As Units get ready to deploy, whether to the field aboard their Installation, the local area, other Bases in CONUS, or OCONUS; Tactical Field Exchanges (TFE) can bring the comforts of home away from home. MCCS Marines get involved in the beginning stages of the exercise to prepare the execution of mobile Exchange Services and/or Field Expedient Gym Equipment while keeping in mind the exercise dates, duration, number of personnel to support, and location. With these details the MCCS Marines then ascertain the needed supplies.
The way in which the MCCS Marines come out in support varies on the exercise itself and the unique variables pertaining, even in particular relevance to an installation. Both Camp Lejeune and Camp Pendleton MCCS’ have 53’ Mobile Tactical Field Exchanges (MTFE). This MTFE is a 53’ semi-truck trailer that has been outfitted with shelving, coolers, a satellite, and register system. The MTFE can be pulled to just about any location and has even been used to supplement MCX’s on Installations as they went through renovations.
A more tactical way that the MCCS Marines can provide exercise support is with one of the 20’ TFE’s.
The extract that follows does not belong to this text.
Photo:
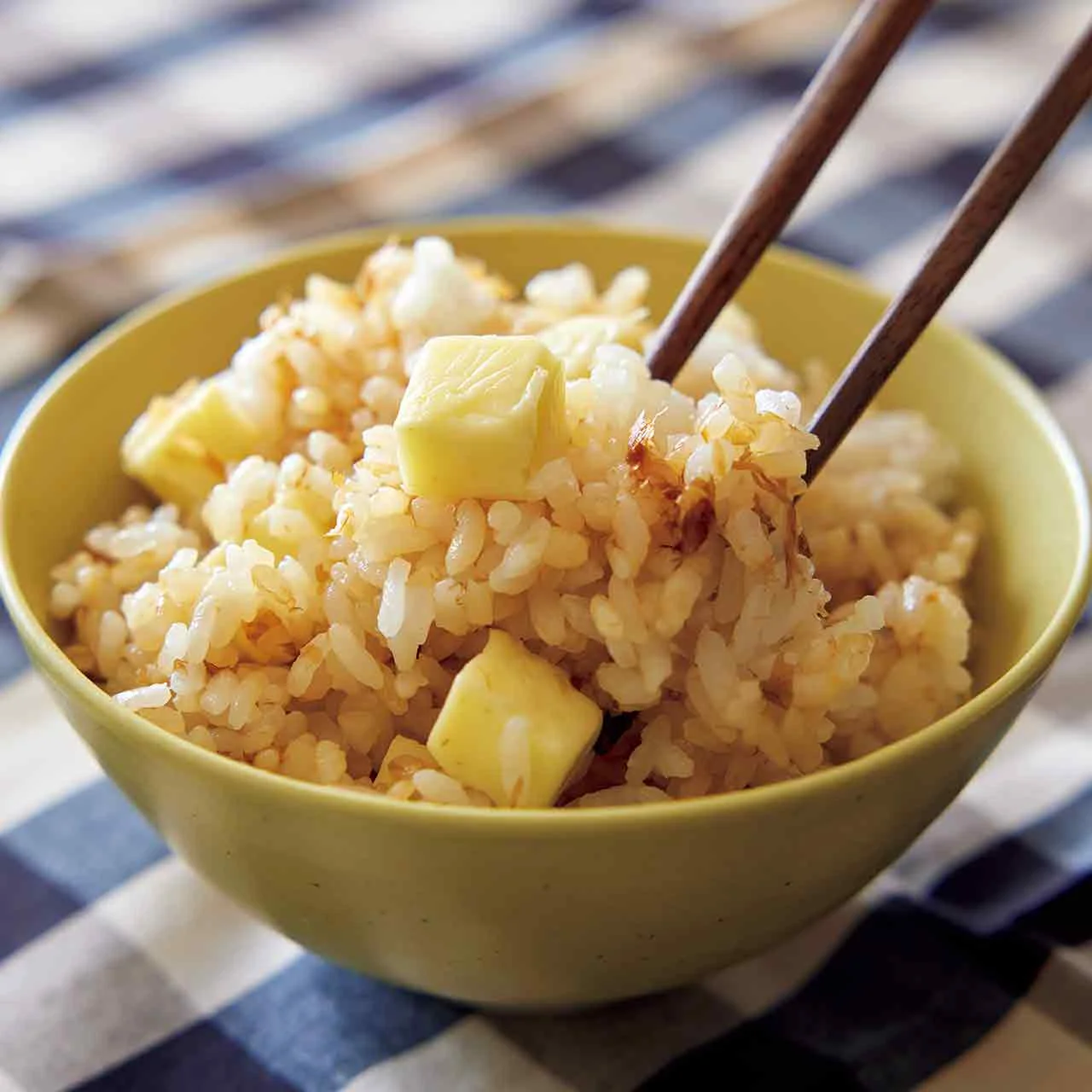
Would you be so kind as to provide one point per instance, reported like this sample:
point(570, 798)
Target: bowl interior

These 20’ TFE ISO containers have been outfitted with shelving and coolers with a register or tablet allowing for sales to be rung up, usually with satellite or cell data connection. The TFE is utilized by being deployed to the field on the back of an extended bed 7-ton truck, with a requirement for heavy equipment to be available to offload; or a self-loading Logistic Vehicle System Replacement (LVSR). Once in the field the TFE can stay on the vehicle. Marines can use a ramp to walk up, shop, and then pay for their merchandise when they exit. Mobile and/or expeditionary TFE’s are available to support any deployed Marine Corps unit, to include those operating from Okinawa, Japan, and Iwakuni, Japan.
In addition, Units also can have Field Expedient Gym Equipment loaned to them. This equipment is known as Tactical Gym Box (TGB). The TGB equipment is embarked within a 5’, 10’, or 20’ HITT container, and contains various weight plates, barbell, TRX Suspension Trainer™ strap, other workout equipment.
Some of the training exercises MCCS Marines have supported and/or continue to support are: The Weapons and Tactics Instructor course (WTI), Marine Corps Air Station (MCAS) Yuma, Arizona; Mountain Warfare Training Exercise (MTX), Bridgeport, California; Marine Rotational Force-Europe (MRF-E), Norway; Marine Rotational Force-Darwin (MRF-D), Australia; Immortal Warrior aboard the SS Curtis, Exercise Freedom Banner, Guam; Exercise Masa, Philippines; Exercise Cobra Gold, Thailand; and local Field Training Exercises (FEXs) aboard Marine Corps bases Camp Pendleton and Camp Lejeune, and Special Purpose Marine Air Ground Task Forces (SPMAGTFs).
MCCS Marines operate above their weight class, by providing Marines in a deployed environment a little taste of home, as well as equipment to stay physically, and mentally ready. MCCS Marines, and the resources they provide, are proven to support a Unit Commander’s efforts to maintain, and boost morale.
About the Author
Master Gunnery Sergeant Huff enlisted in the Marine Corps and attended Recruit Training at Marine Corps Recruit Depot, Parris Island, South Carolina in January 1999. He has over 24 years of dedicated service to the Marine Corps ranging from MOS 3381, Cook and Field Mess, Recruiting Duty and MEPs (Military Entrance Processing Station) Liaison with 20 years as a Marine Corps Community Services (MCCS) Marine.
In March 2022, Master Gunnery Sergeant Huff executed orders to CLR-17, Camp Pendleton, California where he assumed the duties of Operations Chief for MCCS Camp Pendleton. In this role he oversees the MCCS Marines, Area Coordinators, and is the MCCS liaison between, not only the 17 Area Commands on Base but, all Commands totaling over 80. His coordination across all the Divisions of MCCS also lead to Units better understanding what MCCS can do as well as improvements that may be coming to a Units area.
His personal awards include the Meritorious Service Medal, Navy Achievement Medal (3 gold stars) and the Good Conduct (8th award).